Although Minnetonka High has produced Major League players in the past, notably Joe Comer and Jim Brower, who were both pitchers, Ramsey might be the best two-way prospect the Skipper program has produced.
Looking at the numbers from his senior year, it is difficult to imagine a player with better numbers.
He batted .556 with eight home runs on the offensive side. On the mound, he posted a 4-1 record with an earned run average of 1.20. Naturally, he was named first-team All-State along with Skipper teammates Gus Steiger and Sam Thoresen, who have also accepted Division I scholarship offers.

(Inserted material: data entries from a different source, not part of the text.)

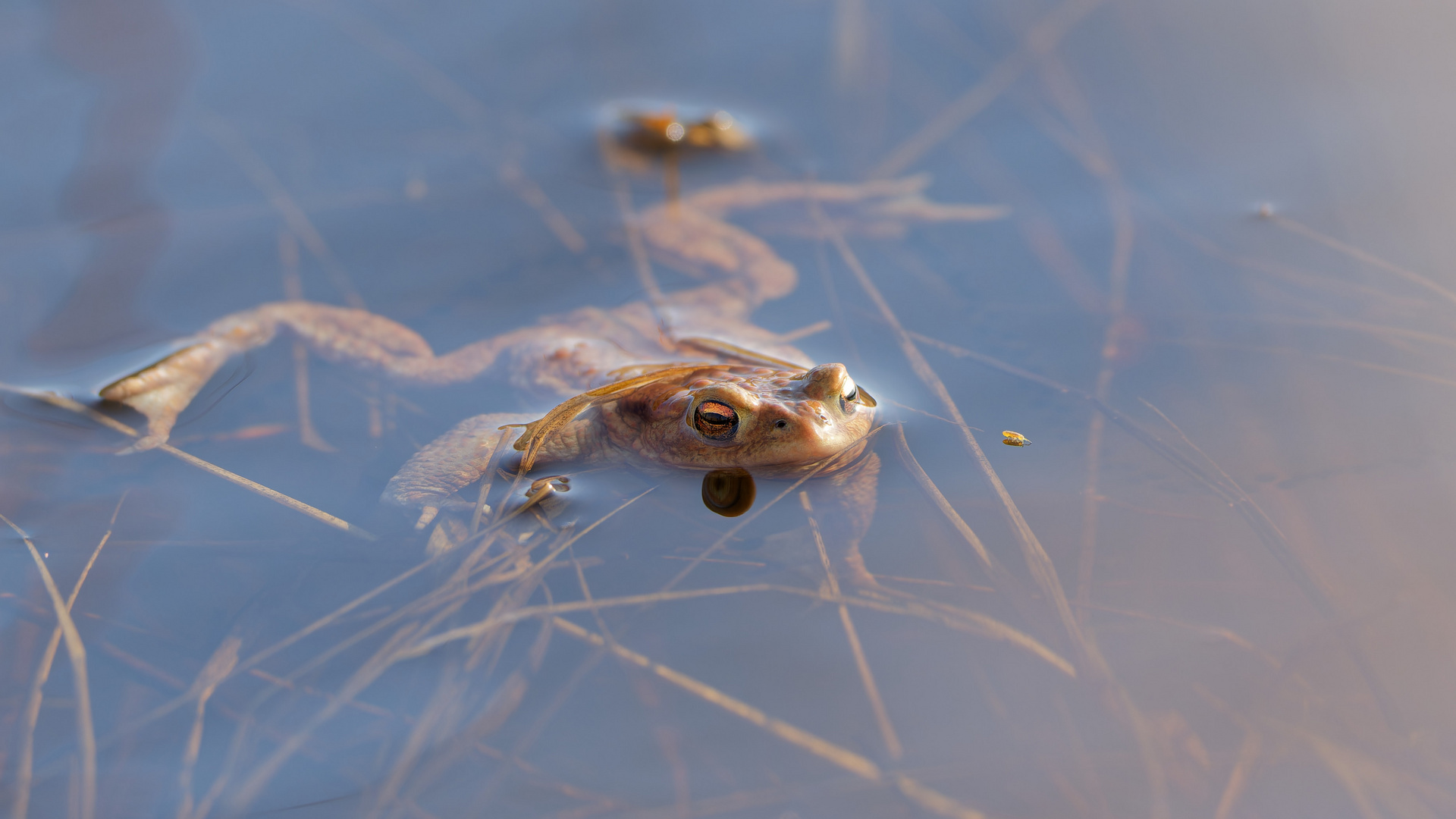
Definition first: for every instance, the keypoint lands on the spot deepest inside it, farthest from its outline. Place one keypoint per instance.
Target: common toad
(677, 381)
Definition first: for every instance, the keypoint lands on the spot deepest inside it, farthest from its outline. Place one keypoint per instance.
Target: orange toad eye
(715, 420)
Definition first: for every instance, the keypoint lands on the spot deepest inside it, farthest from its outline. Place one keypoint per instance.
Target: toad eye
(851, 395)
(715, 420)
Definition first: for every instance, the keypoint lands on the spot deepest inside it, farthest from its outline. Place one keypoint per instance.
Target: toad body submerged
(679, 381)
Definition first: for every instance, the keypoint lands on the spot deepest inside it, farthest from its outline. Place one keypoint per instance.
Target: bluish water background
(1318, 379)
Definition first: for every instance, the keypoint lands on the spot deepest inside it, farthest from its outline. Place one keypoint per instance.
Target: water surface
(1237, 504)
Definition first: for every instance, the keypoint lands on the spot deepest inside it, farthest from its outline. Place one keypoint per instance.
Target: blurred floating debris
(664, 131)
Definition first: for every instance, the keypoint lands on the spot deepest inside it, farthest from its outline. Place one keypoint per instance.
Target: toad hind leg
(338, 334)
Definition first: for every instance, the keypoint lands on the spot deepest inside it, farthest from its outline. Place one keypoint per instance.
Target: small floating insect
(663, 131)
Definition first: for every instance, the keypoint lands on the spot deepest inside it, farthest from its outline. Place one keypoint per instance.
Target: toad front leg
(460, 457)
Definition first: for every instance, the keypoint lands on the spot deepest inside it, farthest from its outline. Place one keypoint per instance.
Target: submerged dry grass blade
(218, 668)
(359, 681)
(188, 458)
(949, 617)
(42, 672)
(928, 485)
(232, 142)
(837, 755)
(1301, 229)
(867, 678)
(1043, 37)
(76, 651)
(1241, 773)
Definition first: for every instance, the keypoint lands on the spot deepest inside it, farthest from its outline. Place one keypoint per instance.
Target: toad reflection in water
(685, 381)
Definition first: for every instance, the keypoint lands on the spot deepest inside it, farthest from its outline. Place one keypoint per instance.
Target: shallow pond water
(1218, 583)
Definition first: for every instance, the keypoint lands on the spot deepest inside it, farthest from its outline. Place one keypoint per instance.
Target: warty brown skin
(786, 420)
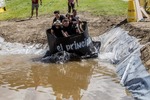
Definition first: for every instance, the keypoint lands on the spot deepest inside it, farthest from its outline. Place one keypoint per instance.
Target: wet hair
(56, 12)
(65, 20)
(68, 14)
(74, 10)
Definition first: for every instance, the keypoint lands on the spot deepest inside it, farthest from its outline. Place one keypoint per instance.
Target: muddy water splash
(23, 79)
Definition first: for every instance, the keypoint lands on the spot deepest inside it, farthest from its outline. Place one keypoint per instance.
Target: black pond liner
(75, 47)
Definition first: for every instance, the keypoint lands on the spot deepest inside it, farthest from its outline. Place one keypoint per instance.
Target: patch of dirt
(34, 30)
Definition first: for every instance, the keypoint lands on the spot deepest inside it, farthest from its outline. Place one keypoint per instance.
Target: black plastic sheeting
(123, 51)
(74, 47)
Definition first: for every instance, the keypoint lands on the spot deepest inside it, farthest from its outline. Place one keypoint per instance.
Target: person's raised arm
(77, 2)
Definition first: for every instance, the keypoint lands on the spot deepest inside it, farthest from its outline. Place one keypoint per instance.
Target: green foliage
(22, 8)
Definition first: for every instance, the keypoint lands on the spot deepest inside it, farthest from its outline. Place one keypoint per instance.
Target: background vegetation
(22, 8)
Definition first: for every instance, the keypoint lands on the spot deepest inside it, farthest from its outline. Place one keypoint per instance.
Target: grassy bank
(22, 8)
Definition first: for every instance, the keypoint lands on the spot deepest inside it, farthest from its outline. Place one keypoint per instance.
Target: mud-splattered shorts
(35, 6)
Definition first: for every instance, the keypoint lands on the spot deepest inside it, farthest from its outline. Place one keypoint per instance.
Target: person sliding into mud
(71, 5)
(56, 29)
(76, 22)
(58, 16)
(68, 28)
(35, 5)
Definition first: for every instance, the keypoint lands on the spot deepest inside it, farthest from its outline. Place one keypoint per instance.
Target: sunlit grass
(22, 8)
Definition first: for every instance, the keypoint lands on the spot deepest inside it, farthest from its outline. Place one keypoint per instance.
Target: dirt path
(34, 30)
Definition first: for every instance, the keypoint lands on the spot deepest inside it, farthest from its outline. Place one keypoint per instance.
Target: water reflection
(71, 81)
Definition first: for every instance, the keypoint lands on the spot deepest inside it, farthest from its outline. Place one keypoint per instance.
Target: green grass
(22, 8)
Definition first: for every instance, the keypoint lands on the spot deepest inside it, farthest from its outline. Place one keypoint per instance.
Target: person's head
(68, 15)
(74, 12)
(65, 22)
(57, 23)
(56, 13)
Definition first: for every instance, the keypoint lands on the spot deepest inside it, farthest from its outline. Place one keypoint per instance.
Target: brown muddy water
(21, 78)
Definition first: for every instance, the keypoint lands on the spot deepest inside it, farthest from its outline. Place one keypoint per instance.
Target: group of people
(64, 26)
(35, 5)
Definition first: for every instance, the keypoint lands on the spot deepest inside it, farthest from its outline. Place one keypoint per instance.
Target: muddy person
(58, 16)
(71, 5)
(35, 5)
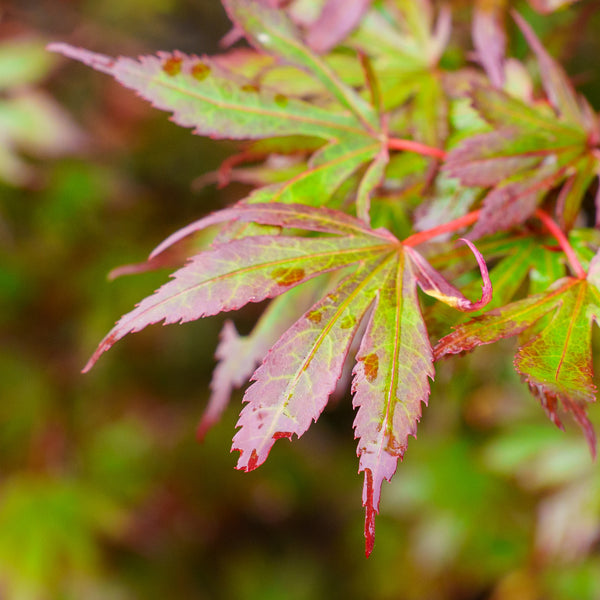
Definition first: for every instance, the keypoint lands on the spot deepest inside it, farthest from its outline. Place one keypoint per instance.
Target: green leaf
(529, 153)
(274, 32)
(213, 101)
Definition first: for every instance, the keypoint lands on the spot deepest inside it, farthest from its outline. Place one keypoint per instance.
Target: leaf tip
(369, 513)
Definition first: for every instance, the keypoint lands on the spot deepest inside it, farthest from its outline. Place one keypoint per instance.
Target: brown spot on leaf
(253, 460)
(281, 100)
(371, 365)
(314, 316)
(287, 276)
(172, 66)
(347, 322)
(200, 71)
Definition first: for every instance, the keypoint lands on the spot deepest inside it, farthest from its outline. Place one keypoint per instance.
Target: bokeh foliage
(104, 492)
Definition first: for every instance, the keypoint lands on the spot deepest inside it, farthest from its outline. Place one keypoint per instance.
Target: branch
(562, 240)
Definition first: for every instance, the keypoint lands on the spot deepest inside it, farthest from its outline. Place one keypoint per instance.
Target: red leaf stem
(412, 146)
(561, 238)
(424, 236)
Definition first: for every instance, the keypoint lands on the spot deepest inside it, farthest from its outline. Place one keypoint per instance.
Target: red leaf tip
(369, 513)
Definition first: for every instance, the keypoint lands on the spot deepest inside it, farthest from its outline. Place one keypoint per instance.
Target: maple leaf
(219, 97)
(530, 151)
(300, 371)
(555, 356)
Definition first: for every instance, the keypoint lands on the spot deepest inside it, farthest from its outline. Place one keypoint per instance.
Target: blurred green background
(104, 492)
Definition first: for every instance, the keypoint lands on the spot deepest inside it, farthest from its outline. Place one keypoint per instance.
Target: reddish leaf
(555, 362)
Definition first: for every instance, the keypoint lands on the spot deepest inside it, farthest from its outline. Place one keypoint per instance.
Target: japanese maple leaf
(531, 150)
(219, 97)
(300, 371)
(555, 356)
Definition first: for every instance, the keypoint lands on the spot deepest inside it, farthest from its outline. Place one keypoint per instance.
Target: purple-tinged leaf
(241, 271)
(555, 360)
(569, 200)
(501, 110)
(274, 32)
(435, 285)
(292, 386)
(489, 38)
(556, 82)
(240, 355)
(213, 101)
(548, 6)
(323, 220)
(515, 200)
(370, 180)
(336, 21)
(484, 160)
(394, 363)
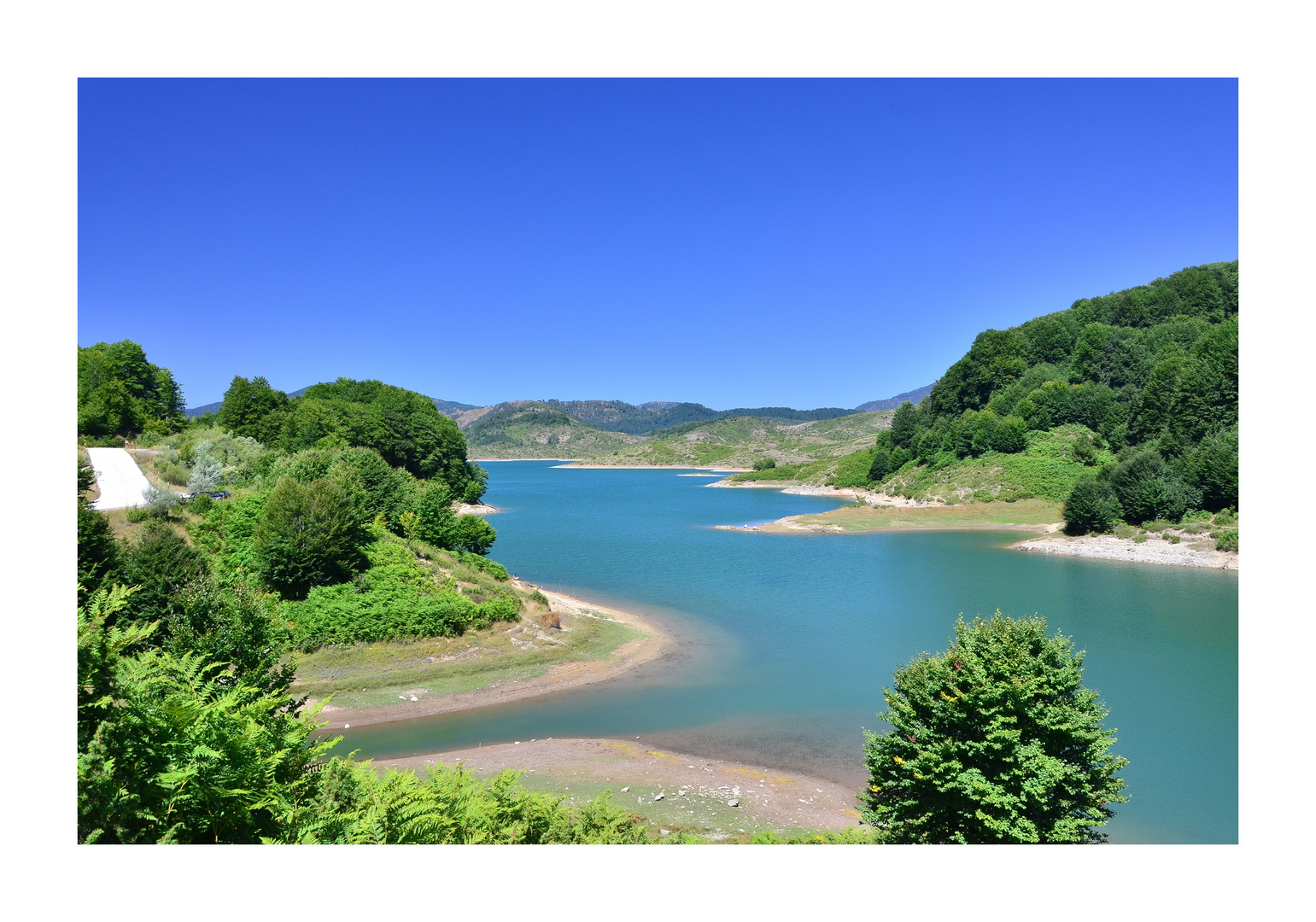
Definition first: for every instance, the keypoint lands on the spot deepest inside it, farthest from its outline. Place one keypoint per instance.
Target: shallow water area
(783, 642)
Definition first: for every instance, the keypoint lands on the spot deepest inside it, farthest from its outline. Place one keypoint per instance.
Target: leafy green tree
(170, 749)
(904, 425)
(254, 409)
(309, 534)
(1214, 470)
(474, 534)
(880, 466)
(97, 554)
(1009, 435)
(995, 739)
(1091, 506)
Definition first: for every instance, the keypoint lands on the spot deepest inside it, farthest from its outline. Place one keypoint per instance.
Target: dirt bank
(695, 792)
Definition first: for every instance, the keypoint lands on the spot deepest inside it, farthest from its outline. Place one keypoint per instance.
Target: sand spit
(559, 678)
(696, 791)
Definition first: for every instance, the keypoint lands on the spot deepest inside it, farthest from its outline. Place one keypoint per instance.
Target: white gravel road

Steiger, a second baseman, is headed for South Dakota State University, while Thoresen, a pitcher, will stay home with the University of Minnesota program. Another Skipper headed to the Division I level is pitcher Nate Shoemaker, who accepted an offer to pitch for Creighton University in Omaha.
Ramsey said he is working our locally this summer.
“I will leave for Kentucky sometime in August,” he said.
In addition to leading Minnetonka High to a 19-7 record this spring, Ramsey proved himself at the all-star level.
During the Play Ball Minnesota All-Star Series in Chaska, he led the Metro West to the championship of the six-team tournament. Ramsey had a number of key hits and also was the winning pitcher in the championship game, a 6-1 decision over Minnesota South.
Ramsey said one of the greatest honors he has had in his baseball career was being able to play for Minnetonka High coach Paul Twenge.
“Paul Twenge is a great coach and a great guy,” he said. “I’ve learned a lot about baseball from him.”